A cutting portrait of ennui and agony in the Israeli military, and back home.

François Truffaut is often quoted as saying that there’s no such thing as an anti-war film because cinema inherently makes combat look exciting. That’s debatable (and very masculine), but certainly no movies in recent memory have managed to make Israel’s compulsory military service look like anything but the worst. Samuel Moaz’s brutal, three-act Foxtrot even manages to be a darker military comedy than Talya Lavie’s Zero Motivation, and that’s saying a lot. In the first act, Michael (Lior Ashkenazi) and Dafna (Sarah Adler) are parents who learn their soldier son Jonathan (Yonaton Shiray) has been killed.

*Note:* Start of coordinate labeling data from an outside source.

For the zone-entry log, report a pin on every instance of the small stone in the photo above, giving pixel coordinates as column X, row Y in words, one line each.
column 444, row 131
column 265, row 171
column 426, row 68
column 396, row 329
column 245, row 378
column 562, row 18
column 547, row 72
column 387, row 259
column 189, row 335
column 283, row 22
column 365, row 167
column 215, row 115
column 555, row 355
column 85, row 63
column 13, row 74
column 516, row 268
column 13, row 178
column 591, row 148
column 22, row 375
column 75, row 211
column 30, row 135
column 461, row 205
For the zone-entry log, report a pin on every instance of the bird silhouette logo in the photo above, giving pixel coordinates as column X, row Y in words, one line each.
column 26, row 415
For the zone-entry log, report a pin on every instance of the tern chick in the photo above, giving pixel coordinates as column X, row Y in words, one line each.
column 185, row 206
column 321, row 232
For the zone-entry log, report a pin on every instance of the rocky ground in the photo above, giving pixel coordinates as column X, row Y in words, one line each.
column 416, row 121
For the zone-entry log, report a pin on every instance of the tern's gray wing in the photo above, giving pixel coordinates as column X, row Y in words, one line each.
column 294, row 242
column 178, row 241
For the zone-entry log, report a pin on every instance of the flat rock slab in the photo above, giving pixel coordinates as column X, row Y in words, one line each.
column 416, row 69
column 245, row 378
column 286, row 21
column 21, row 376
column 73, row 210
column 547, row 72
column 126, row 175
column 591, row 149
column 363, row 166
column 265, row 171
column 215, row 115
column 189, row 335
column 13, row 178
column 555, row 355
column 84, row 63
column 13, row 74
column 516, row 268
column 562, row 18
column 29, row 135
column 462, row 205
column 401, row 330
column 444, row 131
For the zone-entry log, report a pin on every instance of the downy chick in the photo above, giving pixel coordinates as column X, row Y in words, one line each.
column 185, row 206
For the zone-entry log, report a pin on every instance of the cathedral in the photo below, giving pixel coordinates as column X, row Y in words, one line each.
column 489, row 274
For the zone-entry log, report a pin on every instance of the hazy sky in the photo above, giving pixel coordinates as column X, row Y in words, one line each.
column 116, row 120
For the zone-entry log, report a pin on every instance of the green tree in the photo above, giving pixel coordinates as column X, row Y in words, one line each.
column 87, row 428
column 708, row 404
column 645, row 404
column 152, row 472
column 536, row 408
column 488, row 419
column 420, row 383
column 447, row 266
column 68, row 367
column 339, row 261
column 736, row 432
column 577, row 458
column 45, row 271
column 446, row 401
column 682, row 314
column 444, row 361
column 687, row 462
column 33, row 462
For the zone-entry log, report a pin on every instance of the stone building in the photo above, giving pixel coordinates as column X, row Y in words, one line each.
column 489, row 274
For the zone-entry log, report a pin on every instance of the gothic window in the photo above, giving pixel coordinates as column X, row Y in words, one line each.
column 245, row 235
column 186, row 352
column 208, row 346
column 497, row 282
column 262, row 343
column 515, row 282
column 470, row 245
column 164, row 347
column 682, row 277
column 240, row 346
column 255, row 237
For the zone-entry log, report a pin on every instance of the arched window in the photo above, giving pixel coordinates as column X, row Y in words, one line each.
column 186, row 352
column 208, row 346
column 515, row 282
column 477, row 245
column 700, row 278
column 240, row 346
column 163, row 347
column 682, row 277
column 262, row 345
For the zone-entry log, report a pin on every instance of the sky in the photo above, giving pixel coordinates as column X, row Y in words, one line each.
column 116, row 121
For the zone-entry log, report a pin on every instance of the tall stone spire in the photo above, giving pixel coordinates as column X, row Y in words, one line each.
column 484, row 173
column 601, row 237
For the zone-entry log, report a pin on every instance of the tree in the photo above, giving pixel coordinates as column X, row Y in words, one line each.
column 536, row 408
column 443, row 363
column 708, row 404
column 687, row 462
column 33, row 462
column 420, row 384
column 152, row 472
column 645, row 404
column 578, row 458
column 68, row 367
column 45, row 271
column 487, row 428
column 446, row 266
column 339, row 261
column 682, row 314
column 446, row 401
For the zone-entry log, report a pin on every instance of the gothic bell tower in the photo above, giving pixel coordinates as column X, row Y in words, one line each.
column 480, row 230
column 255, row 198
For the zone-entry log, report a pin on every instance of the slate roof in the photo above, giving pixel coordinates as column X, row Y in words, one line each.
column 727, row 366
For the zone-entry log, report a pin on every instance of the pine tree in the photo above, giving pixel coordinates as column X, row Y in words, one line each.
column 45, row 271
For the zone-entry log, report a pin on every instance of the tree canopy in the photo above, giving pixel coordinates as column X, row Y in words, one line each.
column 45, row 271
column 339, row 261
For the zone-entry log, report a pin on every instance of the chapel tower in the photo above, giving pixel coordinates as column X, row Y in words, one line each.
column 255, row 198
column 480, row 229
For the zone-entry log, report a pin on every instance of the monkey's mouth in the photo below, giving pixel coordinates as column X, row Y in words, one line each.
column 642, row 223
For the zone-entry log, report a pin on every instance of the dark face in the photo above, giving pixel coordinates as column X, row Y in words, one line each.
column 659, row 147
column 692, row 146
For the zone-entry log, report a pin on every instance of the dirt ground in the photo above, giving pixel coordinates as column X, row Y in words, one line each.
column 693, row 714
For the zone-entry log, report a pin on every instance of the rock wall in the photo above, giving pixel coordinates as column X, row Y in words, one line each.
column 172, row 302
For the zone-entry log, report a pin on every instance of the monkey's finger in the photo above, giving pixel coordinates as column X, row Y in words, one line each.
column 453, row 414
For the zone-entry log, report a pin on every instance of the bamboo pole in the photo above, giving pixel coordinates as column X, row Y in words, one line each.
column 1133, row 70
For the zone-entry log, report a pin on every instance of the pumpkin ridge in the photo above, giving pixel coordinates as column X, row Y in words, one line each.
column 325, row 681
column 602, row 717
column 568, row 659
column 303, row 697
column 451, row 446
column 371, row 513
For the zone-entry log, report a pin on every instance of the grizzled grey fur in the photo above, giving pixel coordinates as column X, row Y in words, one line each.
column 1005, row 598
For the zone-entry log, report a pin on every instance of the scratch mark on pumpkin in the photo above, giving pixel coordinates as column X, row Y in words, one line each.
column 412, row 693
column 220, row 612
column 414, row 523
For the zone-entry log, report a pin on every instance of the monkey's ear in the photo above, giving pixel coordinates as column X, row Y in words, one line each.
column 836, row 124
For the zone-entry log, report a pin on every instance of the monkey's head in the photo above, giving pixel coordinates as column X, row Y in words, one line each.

In act two, the focus on Michael’s spiral into grief, paranoia, and anger shifts to Jonathan’s unit at a checkpoint in the middle of nowhere, a place of stultifying boredom where a camel is as likely to go by as a human, and tragedy can strike out of nowhere. Act three returns to Michael and Dafna dealing with Jonathan’s death, but in a considerably different manner than before, one that lays bare Michael’s deep-seated guilt. The movie is a brutal emotional trip heightened by striking camerawork; Foxtrot’s been compared to Fellini, but Moaz’s eye for composition is more than a little Kubrickian as well. The film’s title is eventually explained, but an alternate could easily have been Chekhov’s Camel. You’ll see why. 

Rated R. 
Opens Friday at the Embarcadero Center Cinema.